コトリ、と何かが音を立てた。しろの足元には、小さくて丸い玉が落ちている。
「うわあ、何それ綺麗」
「どっから出したんだ? ……大丈夫かお前」
「……うん」
目の下が少し濡れている。両腕は繋がってるから、少し腕をねじって拭った。玉を拾って、自分の後ろに隠す。
「家族ごっこ。お母さんとか作るの?」
「それだとなんかあれだよな。お母さん候補一人しかいないし」
「別に男でもよくない?」
「じゃあお前がするか? オレお前と結婚したとか絶対やだし、子どもになるのもなんかしゃくだ。却下」
「えーっ! じゃあどうすればいいのさ! 真白、なんかある?」
「……みんな、兄弟」
「「よしそれだ!」」
どっちが兄だ、と言いながら二人が言い争っている。
その時、この前千破矢にひどい目にあわされていた男の人が来た。二人は気付かなかったから、代わりにしろがそっちに向かう。
「やあ」
「こんにちは……?」
「これ、本」
「?」
「あげる」
「……ありがとう?」
そう言って足早に去る男の人を見送り、牢屋の隙間から貰った数冊の本を持って、元の位置へ戻る。ずっと座っていたからか、生温かい。

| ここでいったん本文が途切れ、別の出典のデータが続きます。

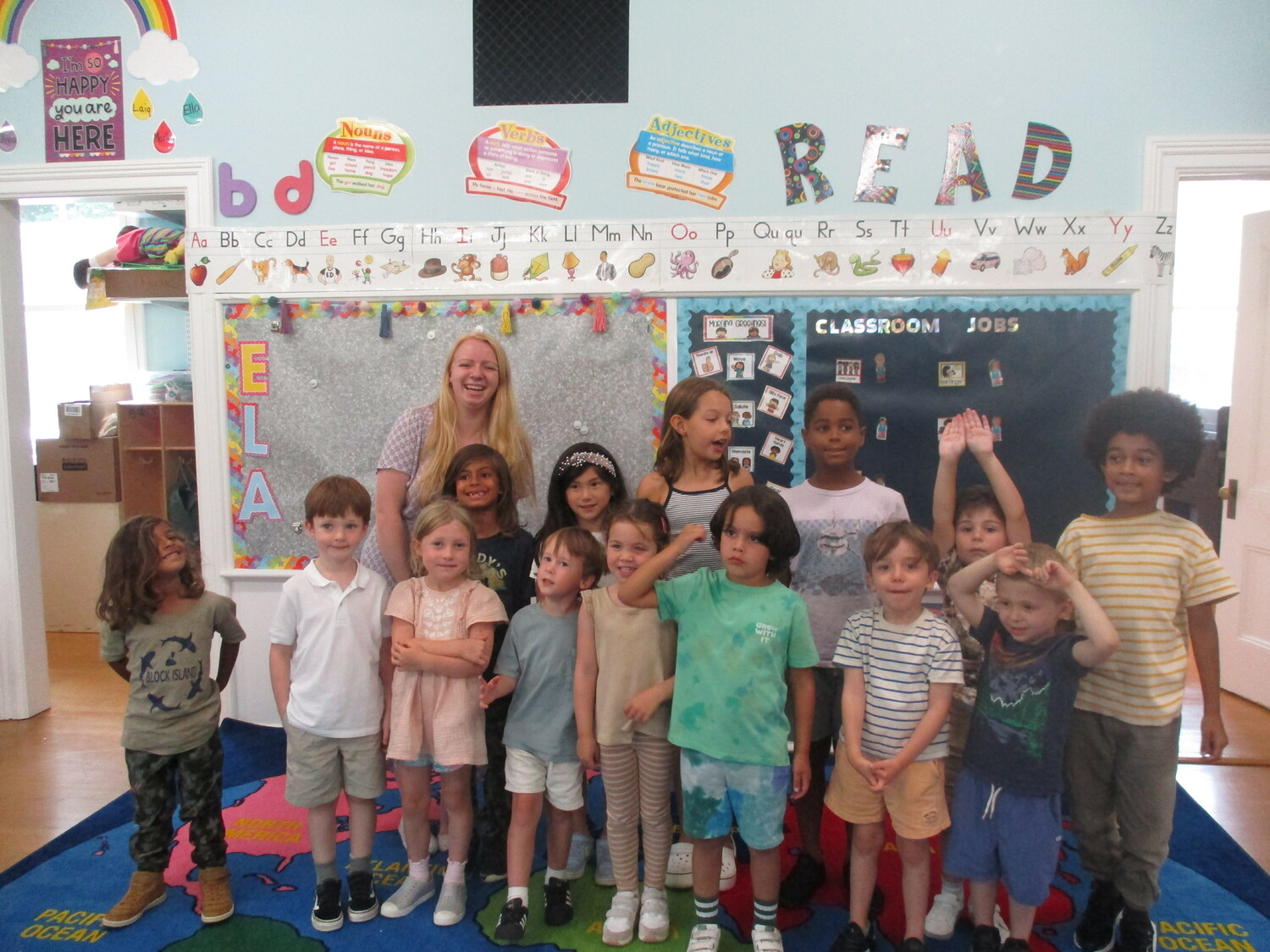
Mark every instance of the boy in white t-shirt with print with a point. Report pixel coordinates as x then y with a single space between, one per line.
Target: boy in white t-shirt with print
332 672
836 509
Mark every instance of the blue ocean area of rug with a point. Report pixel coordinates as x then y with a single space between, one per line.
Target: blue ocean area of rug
1214 896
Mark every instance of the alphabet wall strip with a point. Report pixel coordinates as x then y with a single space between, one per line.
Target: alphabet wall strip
1026 254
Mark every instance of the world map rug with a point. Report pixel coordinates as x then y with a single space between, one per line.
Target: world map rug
1214 896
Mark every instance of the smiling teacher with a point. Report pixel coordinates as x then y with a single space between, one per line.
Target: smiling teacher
477 405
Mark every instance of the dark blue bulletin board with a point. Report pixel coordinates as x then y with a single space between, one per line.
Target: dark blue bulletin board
1038 363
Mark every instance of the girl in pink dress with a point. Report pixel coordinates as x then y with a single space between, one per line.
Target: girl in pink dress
442 632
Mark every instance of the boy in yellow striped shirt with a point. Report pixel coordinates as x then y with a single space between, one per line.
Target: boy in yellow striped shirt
1157 578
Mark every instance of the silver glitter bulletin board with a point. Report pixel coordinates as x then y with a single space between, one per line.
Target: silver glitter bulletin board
314 388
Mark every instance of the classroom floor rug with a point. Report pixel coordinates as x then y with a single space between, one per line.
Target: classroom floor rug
1216 899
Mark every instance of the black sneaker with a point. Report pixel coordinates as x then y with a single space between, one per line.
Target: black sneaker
1137 932
511 921
363 904
328 911
986 938
803 881
1096 929
853 939
559 911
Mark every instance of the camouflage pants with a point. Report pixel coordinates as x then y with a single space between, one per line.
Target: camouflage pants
155 781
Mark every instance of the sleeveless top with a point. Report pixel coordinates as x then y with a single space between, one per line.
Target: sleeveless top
698 507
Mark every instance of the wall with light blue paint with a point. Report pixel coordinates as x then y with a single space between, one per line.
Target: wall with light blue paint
274 78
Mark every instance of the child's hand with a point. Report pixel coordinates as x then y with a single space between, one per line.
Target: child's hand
952 439
643 706
978 433
884 772
588 751
1011 560
1212 733
1053 575
488 691
691 533
802 776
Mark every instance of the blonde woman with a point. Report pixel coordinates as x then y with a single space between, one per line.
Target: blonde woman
475 405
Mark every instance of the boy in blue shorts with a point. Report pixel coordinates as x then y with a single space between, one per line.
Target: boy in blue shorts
330 669
1006 812
902 664
742 634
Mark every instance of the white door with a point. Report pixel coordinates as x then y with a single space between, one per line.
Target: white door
1245 621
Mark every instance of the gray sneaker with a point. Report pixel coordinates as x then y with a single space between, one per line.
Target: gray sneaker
411 894
451 904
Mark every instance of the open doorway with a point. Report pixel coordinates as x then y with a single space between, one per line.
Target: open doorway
23 657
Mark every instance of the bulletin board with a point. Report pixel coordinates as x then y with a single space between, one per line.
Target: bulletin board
1033 365
314 388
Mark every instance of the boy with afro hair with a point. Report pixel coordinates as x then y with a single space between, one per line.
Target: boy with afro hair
1157 578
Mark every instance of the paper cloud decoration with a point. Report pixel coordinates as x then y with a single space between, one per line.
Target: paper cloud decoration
17 66
159 60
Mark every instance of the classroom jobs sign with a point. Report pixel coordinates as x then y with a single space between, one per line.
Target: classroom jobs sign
83 99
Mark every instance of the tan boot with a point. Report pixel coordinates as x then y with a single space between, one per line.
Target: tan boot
218 901
145 893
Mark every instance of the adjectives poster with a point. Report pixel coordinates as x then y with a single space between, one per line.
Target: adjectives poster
682 162
83 99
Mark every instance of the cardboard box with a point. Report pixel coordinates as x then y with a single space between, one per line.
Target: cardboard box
106 400
78 470
75 421
134 283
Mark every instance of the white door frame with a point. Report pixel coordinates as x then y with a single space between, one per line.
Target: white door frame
23 652
1170 160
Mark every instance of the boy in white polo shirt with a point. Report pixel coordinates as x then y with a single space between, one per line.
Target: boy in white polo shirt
332 672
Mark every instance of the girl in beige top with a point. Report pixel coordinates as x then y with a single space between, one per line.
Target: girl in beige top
622 687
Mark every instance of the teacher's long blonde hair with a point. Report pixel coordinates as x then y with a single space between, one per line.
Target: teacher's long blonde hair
503 429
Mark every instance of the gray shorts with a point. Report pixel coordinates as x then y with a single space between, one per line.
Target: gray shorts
319 768
827 711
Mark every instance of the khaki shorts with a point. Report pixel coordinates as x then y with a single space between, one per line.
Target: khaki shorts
914 800
561 781
319 768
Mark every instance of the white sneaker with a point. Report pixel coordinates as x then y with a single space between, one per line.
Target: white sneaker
451 904
704 938
767 938
654 916
581 848
411 894
941 921
678 867
620 919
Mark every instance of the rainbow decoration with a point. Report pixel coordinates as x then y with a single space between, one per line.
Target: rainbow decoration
1041 135
150 14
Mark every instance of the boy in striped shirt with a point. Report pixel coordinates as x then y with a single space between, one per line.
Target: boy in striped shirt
901 667
1157 578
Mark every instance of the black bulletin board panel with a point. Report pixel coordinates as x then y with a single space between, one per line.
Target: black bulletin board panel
1038 363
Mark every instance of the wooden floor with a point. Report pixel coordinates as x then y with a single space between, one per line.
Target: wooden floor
66 763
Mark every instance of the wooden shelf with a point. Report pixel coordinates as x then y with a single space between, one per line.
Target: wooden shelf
155 443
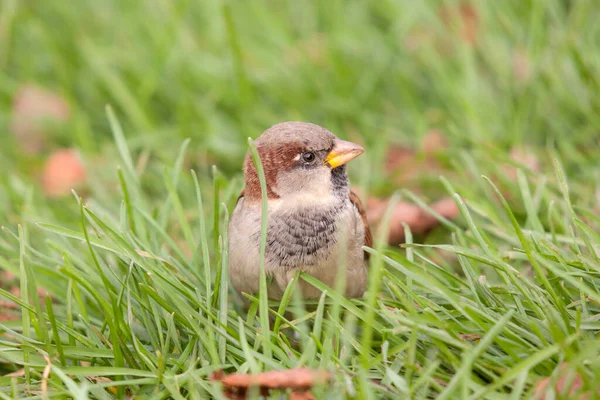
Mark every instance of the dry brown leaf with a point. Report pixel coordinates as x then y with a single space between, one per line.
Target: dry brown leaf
63 171
567 376
299 380
434 142
33 107
404 165
464 19
521 66
469 336
525 158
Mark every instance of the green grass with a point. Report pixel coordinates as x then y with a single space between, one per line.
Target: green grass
484 307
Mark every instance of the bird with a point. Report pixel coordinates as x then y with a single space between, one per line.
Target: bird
313 218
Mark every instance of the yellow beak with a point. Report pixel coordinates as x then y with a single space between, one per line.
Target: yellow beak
342 152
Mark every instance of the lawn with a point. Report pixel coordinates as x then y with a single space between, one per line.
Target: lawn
119 288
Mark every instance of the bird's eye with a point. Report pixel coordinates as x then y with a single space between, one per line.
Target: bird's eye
308 156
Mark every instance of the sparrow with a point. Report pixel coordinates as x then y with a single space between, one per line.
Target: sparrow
313 218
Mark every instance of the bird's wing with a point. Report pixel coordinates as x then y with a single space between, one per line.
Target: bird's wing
363 215
239 197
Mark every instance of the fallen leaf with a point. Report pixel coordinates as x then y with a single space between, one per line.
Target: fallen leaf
404 164
566 376
33 108
433 142
469 336
464 20
521 66
299 380
418 220
17 373
63 171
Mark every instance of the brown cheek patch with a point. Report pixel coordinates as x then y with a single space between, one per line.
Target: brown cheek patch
274 159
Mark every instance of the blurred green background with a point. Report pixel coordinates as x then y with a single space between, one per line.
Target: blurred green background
457 89
487 77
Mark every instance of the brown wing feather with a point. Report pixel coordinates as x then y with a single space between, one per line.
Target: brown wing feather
240 196
363 215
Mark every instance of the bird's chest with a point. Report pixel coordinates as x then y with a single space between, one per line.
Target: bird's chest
305 237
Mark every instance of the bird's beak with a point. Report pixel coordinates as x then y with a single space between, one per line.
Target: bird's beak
342 152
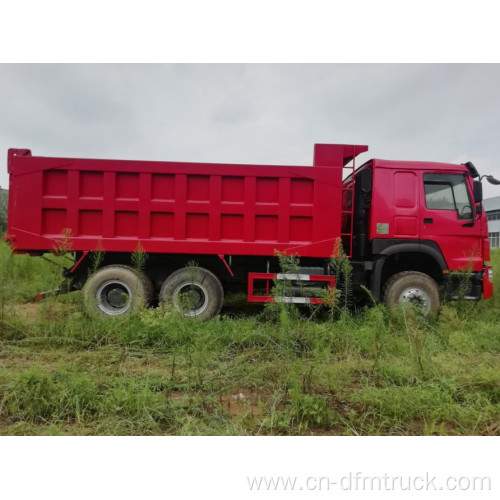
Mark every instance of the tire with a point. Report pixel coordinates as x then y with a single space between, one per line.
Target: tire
194 292
116 291
415 288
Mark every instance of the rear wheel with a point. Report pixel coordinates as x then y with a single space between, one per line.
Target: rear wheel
117 291
415 288
194 292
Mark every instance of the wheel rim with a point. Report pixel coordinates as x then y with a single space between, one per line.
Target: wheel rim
417 296
114 297
190 299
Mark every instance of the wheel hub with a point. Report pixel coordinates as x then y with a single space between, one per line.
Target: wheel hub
190 299
417 296
114 297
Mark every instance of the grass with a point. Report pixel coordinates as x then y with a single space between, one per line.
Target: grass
257 372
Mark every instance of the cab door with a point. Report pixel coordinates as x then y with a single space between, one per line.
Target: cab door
447 217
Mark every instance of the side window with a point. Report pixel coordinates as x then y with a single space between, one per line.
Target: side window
448 192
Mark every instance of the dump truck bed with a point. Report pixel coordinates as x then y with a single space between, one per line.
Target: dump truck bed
172 207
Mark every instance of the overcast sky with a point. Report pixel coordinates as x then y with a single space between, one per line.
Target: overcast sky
252 113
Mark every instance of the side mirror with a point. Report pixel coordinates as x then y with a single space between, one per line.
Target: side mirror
478 192
492 180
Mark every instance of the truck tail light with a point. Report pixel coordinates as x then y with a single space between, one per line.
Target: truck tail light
488 282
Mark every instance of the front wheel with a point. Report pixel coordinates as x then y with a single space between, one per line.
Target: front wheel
194 292
415 288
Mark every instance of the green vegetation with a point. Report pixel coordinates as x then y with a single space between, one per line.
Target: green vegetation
251 371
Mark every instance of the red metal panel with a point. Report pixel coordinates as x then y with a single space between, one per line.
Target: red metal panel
175 207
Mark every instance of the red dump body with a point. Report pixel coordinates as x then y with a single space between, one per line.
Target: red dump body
172 207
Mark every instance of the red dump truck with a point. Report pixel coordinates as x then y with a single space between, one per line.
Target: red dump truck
413 231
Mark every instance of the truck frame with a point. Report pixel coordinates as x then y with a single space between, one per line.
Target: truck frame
413 231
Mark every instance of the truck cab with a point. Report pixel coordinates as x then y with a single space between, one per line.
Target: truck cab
419 226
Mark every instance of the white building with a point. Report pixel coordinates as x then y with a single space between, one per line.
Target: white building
492 207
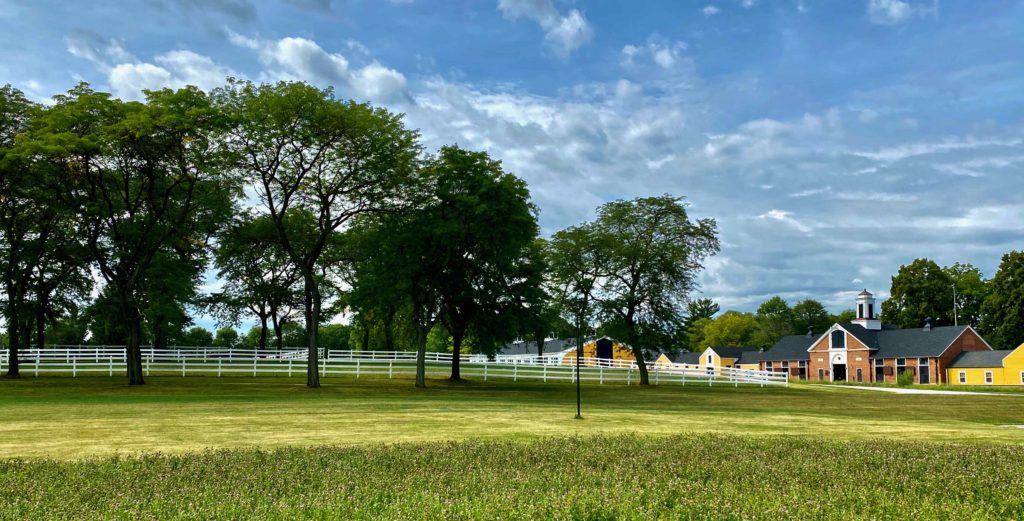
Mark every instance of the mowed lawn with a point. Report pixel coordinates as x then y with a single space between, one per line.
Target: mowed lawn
65 418
270 448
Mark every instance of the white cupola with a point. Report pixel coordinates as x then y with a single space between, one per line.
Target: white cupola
865 311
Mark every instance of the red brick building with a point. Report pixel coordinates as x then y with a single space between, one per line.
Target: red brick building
866 350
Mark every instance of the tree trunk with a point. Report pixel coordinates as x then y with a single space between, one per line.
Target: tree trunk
133 349
540 338
13 342
631 330
388 333
262 333
457 338
421 355
40 320
312 330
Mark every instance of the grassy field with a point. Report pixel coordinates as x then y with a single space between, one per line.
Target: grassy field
67 418
620 477
265 448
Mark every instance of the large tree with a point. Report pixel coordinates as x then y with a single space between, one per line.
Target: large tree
1003 312
572 257
810 314
143 178
485 227
20 216
921 291
259 277
972 289
650 254
306 153
775 317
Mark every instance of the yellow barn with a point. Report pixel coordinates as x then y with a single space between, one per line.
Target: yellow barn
988 367
602 351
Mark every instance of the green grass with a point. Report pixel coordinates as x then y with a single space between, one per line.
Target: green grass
66 418
620 477
269 448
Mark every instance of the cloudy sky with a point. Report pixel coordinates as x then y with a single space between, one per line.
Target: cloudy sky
834 140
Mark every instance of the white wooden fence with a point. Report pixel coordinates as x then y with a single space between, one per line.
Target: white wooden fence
110 360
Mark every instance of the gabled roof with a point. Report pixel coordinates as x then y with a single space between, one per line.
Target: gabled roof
980 359
867 337
751 356
793 347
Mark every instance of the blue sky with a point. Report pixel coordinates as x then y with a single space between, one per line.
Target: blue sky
834 140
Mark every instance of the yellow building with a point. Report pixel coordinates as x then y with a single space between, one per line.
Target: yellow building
717 357
988 367
602 351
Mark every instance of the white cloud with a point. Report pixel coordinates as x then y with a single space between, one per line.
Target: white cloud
103 51
663 52
891 12
786 218
300 58
563 34
174 70
902 152
129 80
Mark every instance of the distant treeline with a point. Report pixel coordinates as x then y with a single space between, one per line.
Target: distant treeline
307 208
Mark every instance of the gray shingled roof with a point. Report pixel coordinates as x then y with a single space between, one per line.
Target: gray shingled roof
732 352
793 347
888 343
980 359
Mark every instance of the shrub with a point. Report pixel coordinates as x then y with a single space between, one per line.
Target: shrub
904 379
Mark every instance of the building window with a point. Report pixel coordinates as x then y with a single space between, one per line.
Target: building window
839 339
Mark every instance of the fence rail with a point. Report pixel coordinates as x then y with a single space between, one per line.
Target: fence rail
75 360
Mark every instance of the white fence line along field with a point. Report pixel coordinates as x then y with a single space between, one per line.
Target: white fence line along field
110 360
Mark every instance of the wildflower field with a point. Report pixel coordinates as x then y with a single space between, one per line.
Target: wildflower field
617 477
269 448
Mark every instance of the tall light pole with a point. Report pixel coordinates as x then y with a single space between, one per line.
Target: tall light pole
579 355
955 318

本には“氷神騎士ブラン”と書かれていて、男の子が可哀想なまでに“悪役”みたいなデザインの人物を睨みつけている表紙が描かれている。どうやら小説のようで、字がずらりと並んでいる。
どうせ二人の口論は続くだろうし、これでも見ておこう。
主人公は最初から世間知らずさを披露し、間抜けな描写があった。だが、戦闘になると一変し、無情な描写とその中に紛れ込むもとの優しさをコントロール出来ない。というような物語。
——これが、ある意味“初恋”。